SUZHOU, China and ROCKVILLE, Md., Dec. 11, 2022 /PRNewswire/ -- Ascentage Pharma (6855.HK), a global biopharmaceutical company engaged in developing novel therapies for cancers, chronic hepatitis B (CHB), and age-related diseases, today announced that it has delivered two Oral Presentations on Chinese studies of the company's novel drug candidate olverembatinib (HQP1351) at the American Society of Hematology (ASH) 64th Annual Meeting and Exposition (New Orleans, LA). These two Oral Presentations featured Phase II results and 5-year follow-up data of olverembatinib. Prof. Xiaojun Huang and Prof. Qian Jiang from the Hematology Department of Peking University People's Hospital are the principal investigators of these studies. This year, the clinical results of olverembatinib have been selected for a total of three Oral Presentations.
The ASH Annual Meeting is one of the largest gatherings of the international hematology field, featuring world-class advances on cutting-edge scientific and clinical research in hematology. As a leading member of the Chinese hematology and oncology research community that has been increasingly active on the global stage, Ascentage Pharma will have results from 5 of its clinical trials selected for 4 Oral Presentations at this year's ASH Annual Meeting. In total, Ascentage Pharma will have 8 presentations at ASH 2022, with 4 Oral and 4 Poster Presentations (with 3 poster presentations submitted independently by investigators based on real-world evidence).

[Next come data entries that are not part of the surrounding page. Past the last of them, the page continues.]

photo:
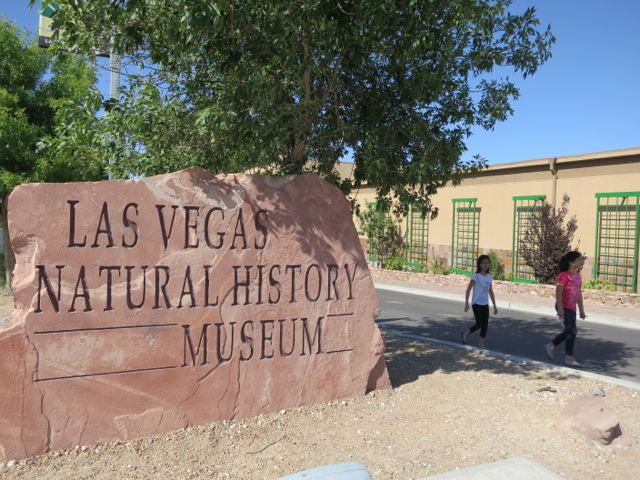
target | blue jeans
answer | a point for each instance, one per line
(570, 332)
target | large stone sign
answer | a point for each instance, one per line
(146, 306)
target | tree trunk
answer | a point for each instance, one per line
(9, 257)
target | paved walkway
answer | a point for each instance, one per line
(517, 468)
(622, 316)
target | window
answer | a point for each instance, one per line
(617, 231)
(525, 209)
(464, 243)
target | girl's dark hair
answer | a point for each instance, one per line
(566, 261)
(479, 261)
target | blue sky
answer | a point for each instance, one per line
(586, 98)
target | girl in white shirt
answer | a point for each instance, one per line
(481, 283)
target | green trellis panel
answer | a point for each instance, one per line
(465, 233)
(373, 255)
(416, 238)
(524, 210)
(617, 239)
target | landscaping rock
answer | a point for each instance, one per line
(593, 418)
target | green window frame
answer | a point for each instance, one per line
(618, 239)
(464, 236)
(525, 208)
(416, 239)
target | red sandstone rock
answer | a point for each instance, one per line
(146, 306)
(592, 417)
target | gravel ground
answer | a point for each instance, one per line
(449, 409)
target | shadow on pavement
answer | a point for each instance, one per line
(407, 360)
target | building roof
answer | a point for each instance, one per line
(346, 169)
(612, 155)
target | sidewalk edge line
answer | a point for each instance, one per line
(620, 322)
(522, 360)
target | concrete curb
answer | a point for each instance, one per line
(614, 321)
(522, 360)
(519, 468)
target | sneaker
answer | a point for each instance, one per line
(572, 362)
(550, 351)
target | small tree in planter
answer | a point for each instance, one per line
(384, 239)
(547, 238)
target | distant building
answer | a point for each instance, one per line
(490, 211)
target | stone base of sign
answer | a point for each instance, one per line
(146, 306)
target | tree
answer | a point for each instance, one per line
(36, 89)
(383, 236)
(547, 238)
(294, 85)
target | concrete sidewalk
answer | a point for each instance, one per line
(619, 316)
(517, 468)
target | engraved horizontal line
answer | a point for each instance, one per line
(93, 329)
(340, 351)
(104, 373)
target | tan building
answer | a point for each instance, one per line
(489, 212)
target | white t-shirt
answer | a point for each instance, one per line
(481, 288)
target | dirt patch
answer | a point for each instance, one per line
(450, 409)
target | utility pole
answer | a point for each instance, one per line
(114, 86)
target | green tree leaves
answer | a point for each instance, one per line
(290, 86)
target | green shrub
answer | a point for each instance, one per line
(497, 267)
(384, 240)
(418, 268)
(597, 284)
(394, 262)
(439, 265)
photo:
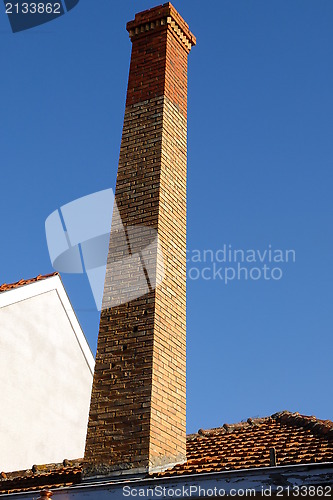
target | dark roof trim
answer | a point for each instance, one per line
(271, 478)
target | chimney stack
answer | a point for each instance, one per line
(137, 421)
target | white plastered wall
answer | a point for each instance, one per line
(46, 370)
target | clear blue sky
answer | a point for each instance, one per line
(260, 159)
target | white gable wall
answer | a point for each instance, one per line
(46, 370)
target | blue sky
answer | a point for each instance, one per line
(260, 158)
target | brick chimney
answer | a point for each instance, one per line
(137, 420)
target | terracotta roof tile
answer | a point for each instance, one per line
(10, 286)
(296, 439)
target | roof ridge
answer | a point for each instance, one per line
(321, 427)
(228, 428)
(10, 286)
(312, 423)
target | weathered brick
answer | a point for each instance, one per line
(138, 408)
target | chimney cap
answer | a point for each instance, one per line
(161, 15)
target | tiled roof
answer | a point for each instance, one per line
(40, 477)
(9, 286)
(296, 439)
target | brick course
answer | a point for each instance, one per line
(137, 417)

Those two Oral Presentations on Chinese studies of olverembatinibat this year's ASH Annual Meeting featured updated results from a Phase II pivotal trial of olverembatinib in patients with drug-resistant chronic myeloid leukemia (CML) harboring the T315I mutation and 5-year follow-up data from a Phase I study.
In the Chinese pivotal Phase II trials, olverembatinib showed positive long-term safety and efficacy in patients with T315I mutant CML chronic-phase (CML-CP) or CML accelerated-phase (CML-AP). In patients with T315I mutant CML-CP, (median treatment duration was 38 months), major cytogenetic response (MCyR) and major molecular response (MMR) rates were approximately 83% and 59%, respectively; and more than 80% of these patients continued to show durable responses at the time of this presentation. In patients with T315I mutant CML-AP (median treatment duration was 20 months), MCyR and MMR rates were 52% and 48%, respectively. The favorable long-term safety profile, including an incidence of occlusive events of 3%, is consistent with results of the Phase I study.
Also termed the "gatekeeper", the BCR-ABL1T315I mutation is a major treatment challenge in patients with CML. In addition to showing favorable efficacy and safety in patients with T315I mutant CML, the Oral Presentation featuring the 5-year follow-up data of olverembatinib in Chinese patients with CML also showed deep and durable responses and a manageable safety profile in patients with CML-AP or CML-CP resistant to first- and/or second-generation TKIs. On multivariate analysis in the study, compound mutations at baseline did not impact responses to olverembatinib.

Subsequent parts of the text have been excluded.